The only problem now is that I don't know whether my body has performed some sort of Christ-miracle and dodged a hangover or whether I'm still drunk. I suppose all will become clear in my 2-hour poetry lecture.
I am no stranger to "a quiet one at the pub"

So. My 3 main points that made yesterday so interesting:

1) I achieved 72 and a First for my first set of marks. 
2) My sister and I managed to go for a drink and enjoy each other's company completely and nobody died and nobody said to the other "GET OUT OF MY LIFE". In fact, we bonded at the end of the night by snorting and dribbling all over a kebab shop table.
3) I got naked in front of the camera.

Getting naked in front of the camera...what's that I hear you say? Slut? Tasteless? Should be ashamed?
Adam and Eve would have been well
up for the project
And no it wasn't for money nor Playboy.
It was part of an art project by a talented photographer called Sophie which got people daring to bare all and reveal honestly what they feel about their bodies in a study on the media and its impact on the way we view ourselves. I think this is a fantastic idea. So many women (and men of course) have issues with their bodies. I read a statistic the other day that 90% of young women have something they want to change about their bodies. 90%. To think that most of us face the mirror in the sense of a sort of battle against ourselves is quite a saddening thought and certainly not one I'm unfamiliar with. The response to this project has been massive and the shots so far all unique and amazing. You simply pick an object you would like to use to hide whichever parts you don't want to show. I chose my blue electric guitar (my books were a bit small and I didn't want my boobs sneaking into the picture to say hello) to reflect my creative, feminine side. Others chose drum sets, make-up or just themselves. In every case, the image was hugely powerful and it was amazing to see the real people, not the characters we pass every day bundled up in work uniforms or well-worn jeans.
I did this as a challenge to myself whilst I start out my CBT therapy again. CBT I know will push me to my limits and beyond in confronting my issues with my own body. By showing my body-- my source of trouble and my daily enemy in the mirror-- I am saying a big "fuck you" to the mental critical voice that stemmed from school bullying and the years of battling an eating disorder as a result. Usually I choose not to talk about it, but the problem with this is that it is a disorder that lives in secret. By talking about it, you are defying it. To do something as intense as CBT to change the way you view your body, you need that sort of strength.
And do you know what? I was pleased with the result. I didn't look at the finished photograph and think "Christ, I look awful and I need to change this or that about myself." Nor did I look at it and think, "COVER UP, SLUT." The shoot itself was nothing I needed to be nervous about. Sophie was so lovely and great at putting people at ease. All I had to do was undress as she left the room, position myself as I wanted, wait for her to come back and take a few shots then dress again as she left. In fact, the shoot was even quicker than planned as she was immediately happy with the second shot, which was great. Mainly because my student house is cold and my nipples may have started talking to me if we had taken a long time.
So that was definitely the highlight of yesterday Yes, I am known for stripping off in every party I go to and going for a jog up the street in my underwear/on a spacehopper, but I think that sort of nudity is more alcohol-induced and doesn't count. Though it is liberating and you should definitely try it (however the liberation ends once you fall off the spacehopper in your knickers).

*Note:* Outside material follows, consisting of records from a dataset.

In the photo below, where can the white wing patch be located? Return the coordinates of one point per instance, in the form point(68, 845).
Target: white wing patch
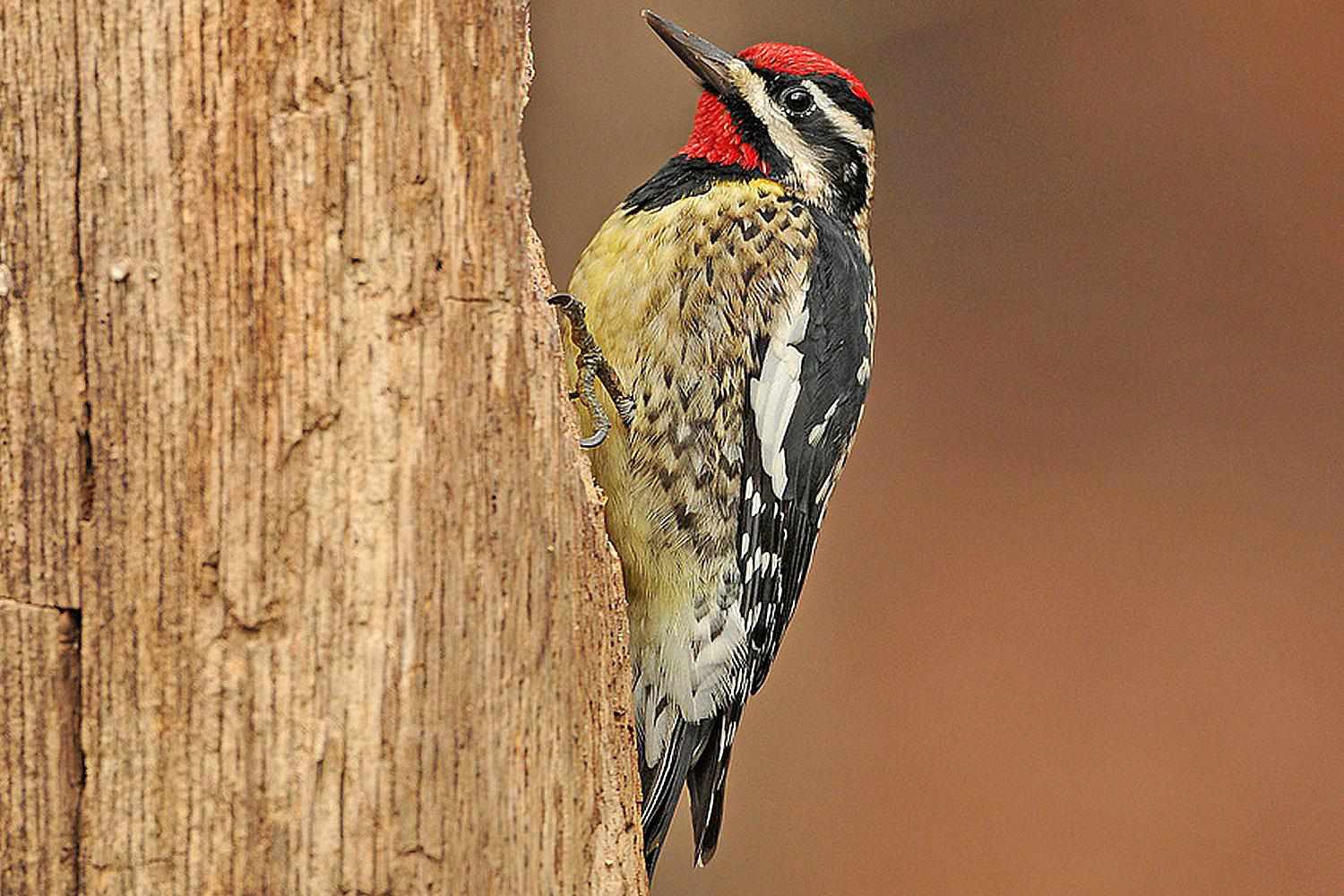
point(776, 392)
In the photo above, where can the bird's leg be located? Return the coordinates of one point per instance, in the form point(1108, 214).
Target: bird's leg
point(591, 366)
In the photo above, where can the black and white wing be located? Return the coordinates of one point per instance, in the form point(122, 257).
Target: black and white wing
point(804, 408)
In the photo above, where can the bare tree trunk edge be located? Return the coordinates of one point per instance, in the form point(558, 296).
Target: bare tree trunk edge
point(304, 583)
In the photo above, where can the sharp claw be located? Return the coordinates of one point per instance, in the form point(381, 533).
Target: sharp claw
point(591, 367)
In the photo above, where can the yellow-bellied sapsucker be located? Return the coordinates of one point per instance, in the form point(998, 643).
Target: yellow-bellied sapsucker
point(733, 295)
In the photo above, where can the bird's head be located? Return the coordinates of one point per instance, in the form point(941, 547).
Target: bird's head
point(785, 112)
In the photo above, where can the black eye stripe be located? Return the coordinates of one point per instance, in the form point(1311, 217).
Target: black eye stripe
point(797, 101)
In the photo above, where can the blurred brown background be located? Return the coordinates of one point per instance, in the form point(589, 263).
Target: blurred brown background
point(1075, 622)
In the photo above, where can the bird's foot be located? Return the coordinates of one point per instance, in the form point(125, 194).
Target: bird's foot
point(593, 367)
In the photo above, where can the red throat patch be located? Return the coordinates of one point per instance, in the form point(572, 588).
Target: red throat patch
point(715, 139)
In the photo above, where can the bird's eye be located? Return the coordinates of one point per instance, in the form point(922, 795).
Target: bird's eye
point(797, 101)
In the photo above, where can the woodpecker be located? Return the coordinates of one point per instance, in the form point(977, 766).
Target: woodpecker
point(728, 308)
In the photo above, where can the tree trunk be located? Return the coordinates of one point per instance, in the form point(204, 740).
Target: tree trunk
point(303, 581)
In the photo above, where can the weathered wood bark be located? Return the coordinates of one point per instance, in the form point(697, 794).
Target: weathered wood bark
point(285, 449)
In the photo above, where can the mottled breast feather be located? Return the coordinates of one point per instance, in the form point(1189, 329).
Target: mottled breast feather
point(717, 490)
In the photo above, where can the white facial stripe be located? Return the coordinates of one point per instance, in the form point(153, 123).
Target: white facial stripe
point(844, 123)
point(806, 167)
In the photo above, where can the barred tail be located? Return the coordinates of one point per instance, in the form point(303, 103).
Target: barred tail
point(663, 783)
point(707, 780)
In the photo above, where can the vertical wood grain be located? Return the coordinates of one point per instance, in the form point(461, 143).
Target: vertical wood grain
point(349, 622)
point(39, 750)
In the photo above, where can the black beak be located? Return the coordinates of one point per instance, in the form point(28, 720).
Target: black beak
point(709, 64)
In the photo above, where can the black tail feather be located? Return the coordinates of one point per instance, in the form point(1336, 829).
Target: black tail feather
point(663, 785)
point(707, 780)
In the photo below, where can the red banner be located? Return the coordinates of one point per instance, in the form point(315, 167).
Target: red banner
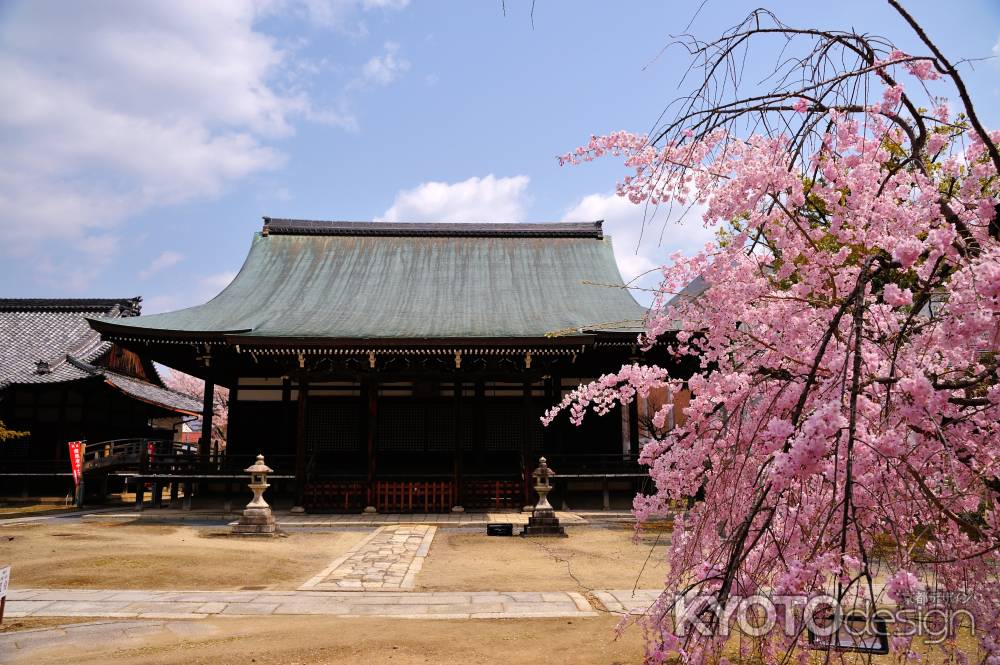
point(76, 460)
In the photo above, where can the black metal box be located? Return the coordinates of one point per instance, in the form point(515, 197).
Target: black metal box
point(499, 529)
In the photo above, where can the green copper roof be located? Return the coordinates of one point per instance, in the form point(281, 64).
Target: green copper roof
point(330, 280)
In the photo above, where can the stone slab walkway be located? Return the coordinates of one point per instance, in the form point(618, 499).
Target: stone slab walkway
point(627, 601)
point(388, 559)
point(170, 605)
point(292, 520)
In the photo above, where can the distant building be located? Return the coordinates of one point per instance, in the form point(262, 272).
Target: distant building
point(61, 382)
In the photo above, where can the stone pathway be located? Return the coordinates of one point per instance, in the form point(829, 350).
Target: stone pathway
point(627, 601)
point(172, 605)
point(292, 520)
point(388, 559)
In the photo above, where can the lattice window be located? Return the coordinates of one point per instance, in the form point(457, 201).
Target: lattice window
point(504, 425)
point(440, 427)
point(401, 426)
point(332, 426)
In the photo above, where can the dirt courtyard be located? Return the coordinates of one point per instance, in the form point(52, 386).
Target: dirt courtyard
point(129, 554)
point(132, 555)
point(372, 641)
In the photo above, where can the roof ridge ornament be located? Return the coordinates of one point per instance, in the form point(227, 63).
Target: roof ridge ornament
point(277, 226)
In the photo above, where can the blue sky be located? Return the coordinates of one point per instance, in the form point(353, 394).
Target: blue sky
point(142, 142)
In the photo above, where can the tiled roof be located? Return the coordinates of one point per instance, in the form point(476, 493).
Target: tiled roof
point(36, 330)
point(50, 341)
point(370, 281)
point(153, 394)
point(125, 306)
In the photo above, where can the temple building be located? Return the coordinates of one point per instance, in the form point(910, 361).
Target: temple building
point(405, 367)
point(61, 382)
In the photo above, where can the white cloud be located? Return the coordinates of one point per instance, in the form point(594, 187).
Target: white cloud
point(641, 247)
point(341, 15)
point(205, 288)
point(488, 199)
point(120, 107)
point(386, 68)
point(165, 260)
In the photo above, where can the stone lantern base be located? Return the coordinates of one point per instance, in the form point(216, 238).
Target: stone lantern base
point(255, 522)
point(543, 522)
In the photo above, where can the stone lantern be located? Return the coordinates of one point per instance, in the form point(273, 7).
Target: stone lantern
point(257, 519)
point(543, 520)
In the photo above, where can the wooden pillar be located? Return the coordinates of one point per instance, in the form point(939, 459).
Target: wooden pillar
point(207, 417)
point(287, 419)
point(457, 413)
point(140, 490)
point(559, 424)
point(300, 443)
point(633, 428)
point(371, 442)
point(526, 464)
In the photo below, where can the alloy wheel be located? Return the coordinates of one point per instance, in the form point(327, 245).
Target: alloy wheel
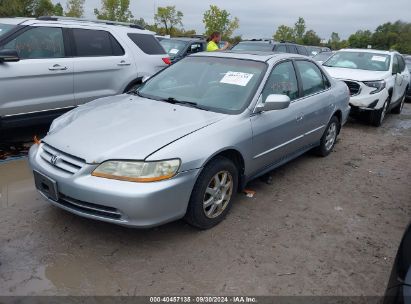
point(218, 194)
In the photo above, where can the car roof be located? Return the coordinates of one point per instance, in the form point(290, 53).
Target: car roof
point(76, 21)
point(187, 39)
point(368, 51)
point(14, 21)
point(249, 55)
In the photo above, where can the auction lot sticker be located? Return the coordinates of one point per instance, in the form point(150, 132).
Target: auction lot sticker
point(237, 78)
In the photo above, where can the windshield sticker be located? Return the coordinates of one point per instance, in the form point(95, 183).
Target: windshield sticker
point(378, 58)
point(236, 78)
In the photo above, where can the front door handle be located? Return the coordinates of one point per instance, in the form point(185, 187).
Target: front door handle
point(57, 67)
point(123, 63)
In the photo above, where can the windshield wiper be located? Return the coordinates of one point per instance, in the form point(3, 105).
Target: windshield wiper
point(176, 101)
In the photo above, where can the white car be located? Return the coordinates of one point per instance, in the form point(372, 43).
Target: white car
point(49, 65)
point(378, 80)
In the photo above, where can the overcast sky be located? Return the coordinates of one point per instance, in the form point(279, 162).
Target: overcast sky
point(260, 18)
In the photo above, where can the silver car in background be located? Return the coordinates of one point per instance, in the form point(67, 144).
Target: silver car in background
point(192, 136)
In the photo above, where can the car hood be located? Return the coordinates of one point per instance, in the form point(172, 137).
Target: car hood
point(354, 74)
point(124, 127)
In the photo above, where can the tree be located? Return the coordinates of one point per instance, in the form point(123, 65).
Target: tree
point(299, 29)
point(334, 41)
point(284, 33)
point(311, 38)
point(43, 8)
point(169, 17)
point(75, 8)
point(219, 20)
point(11, 8)
point(361, 39)
point(115, 10)
point(58, 9)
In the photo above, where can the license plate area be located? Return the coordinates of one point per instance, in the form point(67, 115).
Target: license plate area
point(46, 185)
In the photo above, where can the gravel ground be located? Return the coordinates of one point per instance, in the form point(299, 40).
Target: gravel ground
point(324, 226)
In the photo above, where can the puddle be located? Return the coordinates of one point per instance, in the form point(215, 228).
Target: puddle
point(403, 124)
point(76, 272)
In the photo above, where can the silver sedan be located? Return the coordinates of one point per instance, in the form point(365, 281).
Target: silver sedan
point(183, 144)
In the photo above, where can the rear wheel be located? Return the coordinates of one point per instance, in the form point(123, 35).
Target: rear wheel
point(212, 194)
point(377, 117)
point(329, 137)
point(398, 109)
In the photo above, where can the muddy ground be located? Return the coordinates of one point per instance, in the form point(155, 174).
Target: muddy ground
point(325, 226)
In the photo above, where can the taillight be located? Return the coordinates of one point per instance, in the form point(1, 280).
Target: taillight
point(166, 60)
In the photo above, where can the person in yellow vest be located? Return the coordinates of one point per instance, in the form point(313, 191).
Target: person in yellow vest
point(213, 41)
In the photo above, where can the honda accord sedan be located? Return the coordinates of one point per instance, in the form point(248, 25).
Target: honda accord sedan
point(184, 143)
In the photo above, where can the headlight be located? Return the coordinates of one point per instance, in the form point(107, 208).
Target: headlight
point(138, 171)
point(378, 85)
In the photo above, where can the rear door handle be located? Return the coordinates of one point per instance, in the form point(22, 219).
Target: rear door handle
point(123, 63)
point(57, 67)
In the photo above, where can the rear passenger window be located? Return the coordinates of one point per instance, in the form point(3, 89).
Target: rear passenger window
point(281, 48)
point(147, 43)
point(38, 42)
point(401, 63)
point(283, 81)
point(93, 43)
point(312, 78)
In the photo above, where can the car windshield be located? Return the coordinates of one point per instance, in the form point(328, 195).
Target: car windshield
point(4, 28)
point(223, 85)
point(313, 50)
point(172, 46)
point(322, 56)
point(253, 46)
point(360, 60)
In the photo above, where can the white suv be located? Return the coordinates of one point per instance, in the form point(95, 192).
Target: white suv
point(378, 80)
point(51, 64)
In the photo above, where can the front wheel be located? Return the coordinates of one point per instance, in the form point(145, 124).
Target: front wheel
point(398, 109)
point(377, 116)
point(212, 194)
point(329, 137)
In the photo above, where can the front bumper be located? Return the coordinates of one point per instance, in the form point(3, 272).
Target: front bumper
point(141, 205)
point(369, 102)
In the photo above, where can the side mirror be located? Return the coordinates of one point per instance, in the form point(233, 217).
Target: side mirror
point(8, 55)
point(274, 102)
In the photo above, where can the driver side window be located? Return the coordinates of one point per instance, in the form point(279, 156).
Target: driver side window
point(282, 80)
point(395, 65)
point(38, 42)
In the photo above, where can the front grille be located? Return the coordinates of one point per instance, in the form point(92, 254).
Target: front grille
point(354, 87)
point(61, 160)
point(89, 208)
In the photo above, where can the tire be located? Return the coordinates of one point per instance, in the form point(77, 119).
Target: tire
point(377, 116)
point(208, 207)
point(329, 137)
point(398, 108)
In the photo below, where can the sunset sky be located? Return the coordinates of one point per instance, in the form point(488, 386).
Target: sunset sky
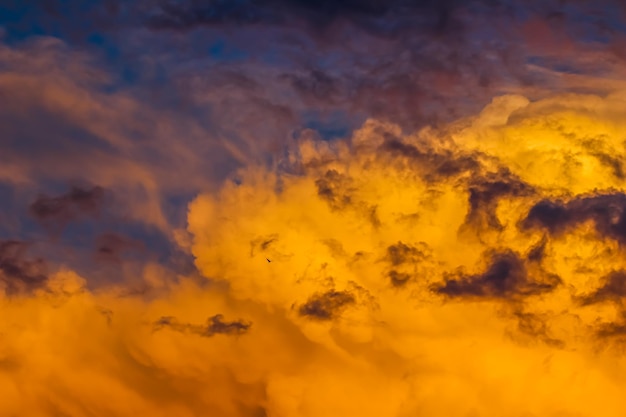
point(301, 208)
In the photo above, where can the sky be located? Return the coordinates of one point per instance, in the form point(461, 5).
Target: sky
point(300, 208)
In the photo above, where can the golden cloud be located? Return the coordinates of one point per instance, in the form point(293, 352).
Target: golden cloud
point(476, 270)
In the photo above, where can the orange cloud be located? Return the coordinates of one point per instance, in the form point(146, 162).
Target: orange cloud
point(475, 270)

I can be a massive dork when I'm not
meowing at the neighbourhood cats
And onto other things. My first set of marks. 72 was a massive relief as it maintains the grades I am aiming for. So far I'm averaging to come out with a first-class honours degree if all goes to plan and the exam marks follow suit. Being a ridiculous perfectionist I will settle for nothing less; I worked too hard and cried too many tears of stress and smashed too much china to have anything else written on my degree certificate. And once I have my heart set on something, I will sacrifice men and cats to get it.
So naturally I went out and got drunk. And once again made that silly mistake of doing so after a training session (your night becomes so much cheaper, but working out to get a cheaper night is a really trampy thing to do). It was one of those workouts where you're so buzzing with happiness that the sweat actually drips off your earlobes and onto the floor. I just made myself sound so sexy. If you then imagine me six hours later snorting and dribbling on the kebab shop table, you're probably going to make a little mess in your pants.
Old habits die hard
My sister and I drank until the Bryn Y Mor doors became a challenge worthy of Takeshi's Castle. I can be very feminist and horrible to men when I'm drunk and if I don't want your attention, all politeness goes out of the window. I do remember telling one window-cleaning bloke with a scar from Townhill to "piss off, we don't like you" which was probably rude, but it worked. I can chat myself up, go away (unless I really fancy you, in which case please let me sit on your lap).
Oh God, headache starting to kick in so I'll have to stop writing. I feel like Lord Voldemort is giving me a few swift kicks to the skull with a pair of togs. I have no idea why Lord Voldemort would be wearing togs but if he did, I'm sure it would be sinister.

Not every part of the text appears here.